March 16 (Bloomberg) -- European Union leaders are considering increasing a 25 billion-euro ($32 billion) ceiling on EU aid to countries that are having trouble paying their bills, according to a draft statement prepared for a summit this week.

EU loans of 6.5 billion euros to Hungary and 3.1 billion euros to Latvia have partly depleted the pool of available aid. Romania last week said it is seeking help from the EU and the International Monetary Fund.

The 27-nation EU “should rapidly examine the possibility of increasing the ceiling for the union’s support facility for balance-of-payments assistance,” according to the draft document, which was obtained by Bloomberg News and will be debated by EU leaders at a March 19-20 summit in Brussels.

The EU statement, which is likely to be amended before it is published at the end of the summit, comes as the euro-area economy is set to contract for the first time this year. The ceiling for aid, which covers countries not using the euro, was raised to 25 billion euros from 12 billion euros in December.

A further boost would require unanimous agreement by the 27 EU leaders.

Under German pressure, EU governments on March 1 ruled out a broad-based bailout for ex-communist countries in eastern Europe and have balked at President Barack Obama’s pleas for more public spending to reverse the first global economic contraction since World War II.

‘Good Progress’

The document said the EU is making “good progress” toward pumping more than 400 billion euros, or around 3.3 percent of gross domestic product, into the economy to combat the recession. The leaders express “confidence in the medium- and long-term outlook of the EU economy,” according to the statement.

No new spending proposals are included in the document, which pledges to return to the balanced-budget policies that underlie the euro. While calling for a “swift and credible reversal of the fiscal expansion,” the statement sets no timetable. Germany has objected to the lack of a target date for countries to erase their deficits. A balanced-budget deadline, originally 2002, has been regularly rolled back since the common currency was introduced in 1999.

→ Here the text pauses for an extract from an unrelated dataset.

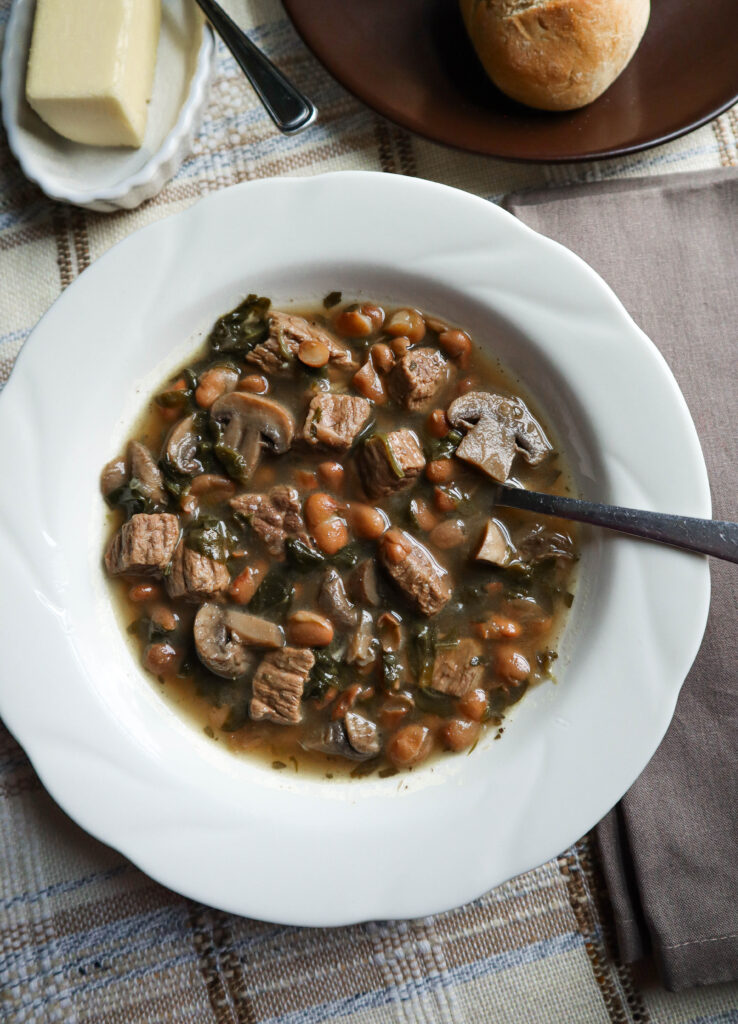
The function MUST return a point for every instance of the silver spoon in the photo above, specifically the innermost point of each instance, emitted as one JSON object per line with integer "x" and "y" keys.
{"x": 709, "y": 537}
{"x": 287, "y": 107}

The EU will step up a push for stricter oversight of the global financial industry, with the draft statement calling for the Group of 20 to commit to regulation of hedge funds and credit-rating companies.

Banks should boost capital in good times to cushion against future losses, according to the document, backing a move planned by the central bankers and regulators who set global guidelines. Executive-pay policies should be subject to review by regulators to guard against incentives for “excessive risk-taking,” including “effective enforcement,” according to the statement.

Accounting Rules

Accounting rules should be made more flexible to “mitigate their pro-cyclical effects,” according to the draft. Opposed by some investors, such a move would be a victory for banks that blame the fair-value standard for worsening the crisis by forcing them to book paper losses and feeding panic selling of securities.

Countries should improve oversight of multinational banks by coordinating within regulatory “colleges” to be set up for all major financial companies by the end of this year, according to the document. The statement may signal delays in the program, compared with a March 31 deadline the G-20 set in November.